By Julia Rock-Torcivia | October 24, 2025

Neutrinos, discovered in 1956, are small, fundamental particles that can pass through objects without interacting with matter. The particles interact only through gravity and the weak nuclear force, meaning they can pass through massive objects with an extremely small chance of interacting with any atoms. Neutrinos are little understood, despite being the most abundant particle with mass in the universe. Scientists think understanding neutrinos might help them shed light on bigger mysteries such as the origin of matter, the nature of dark matter and the inner workings of supernovas. 

Inside of the Super-Kamiode Detector. Credit: the T2K experiment, http://t2k-experiment.org

Not all neutrinos are created equal. There are three types, called “flavors,” of neutrinos, and the particles can change between them, an action called oscillation. A new study published in Nature offers insight into the mass-squared difference – the difference in the squares of the masses – between neutrino types. 

Insight by international collaboration

The NOvA experiment, conducted at the U.S. Department of Energy’s Fermi National Accelerator Laboratory in Batavia, Illinois, sent an underground beam of neutrinos from the lab to a detector in Ash River, Minnesota, about 500 miles away. 
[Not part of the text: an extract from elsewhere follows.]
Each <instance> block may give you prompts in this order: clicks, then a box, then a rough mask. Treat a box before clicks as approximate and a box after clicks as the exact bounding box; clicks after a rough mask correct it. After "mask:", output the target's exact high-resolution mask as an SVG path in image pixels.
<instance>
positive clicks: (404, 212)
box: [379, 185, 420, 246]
In Japan, the T2K experiment sent a beam of neutrinos about 185 miles from Tokai to a detector in Kamioka. T2K performed a search for oscillations from muon neutrino to electron neutrino, providing the first experimental evidence of this type of oscillation in 2011. In this experiment, T2K tracks muon neutrino disappearance, which is primarily driven by oscillation into tau neutrinos. 

Overview of the T2K experiment: Credit: the T2K experiment, http://t2k-experiment.org

The new study combines data from NOvA and T2K and reveals a high-precision measurement of the neutrino mass-squared differences.

The researchers studied almost a decade’s worth of data from these two experiments. The study was able to determine the mass-squared difference between two types of neutrinos with less than 2% uncertainty, NOvA scientist Zoya Vallari said. 

The experiments continue to investigate whether neutrinos and antineutrinos oscillate differently by comparing neutrino oscillations to antineutrino oscillations. 

“That question is especially important because it may help explain one of the biggest mysteries in physics: why the universe is made mostly of matter instead of antimatter. At the Big Bang, matter and antimatter should have existed in equal amounts and destroyed each other. But somehow, matter won, and we’re here because of it,” Vallari told Reuters.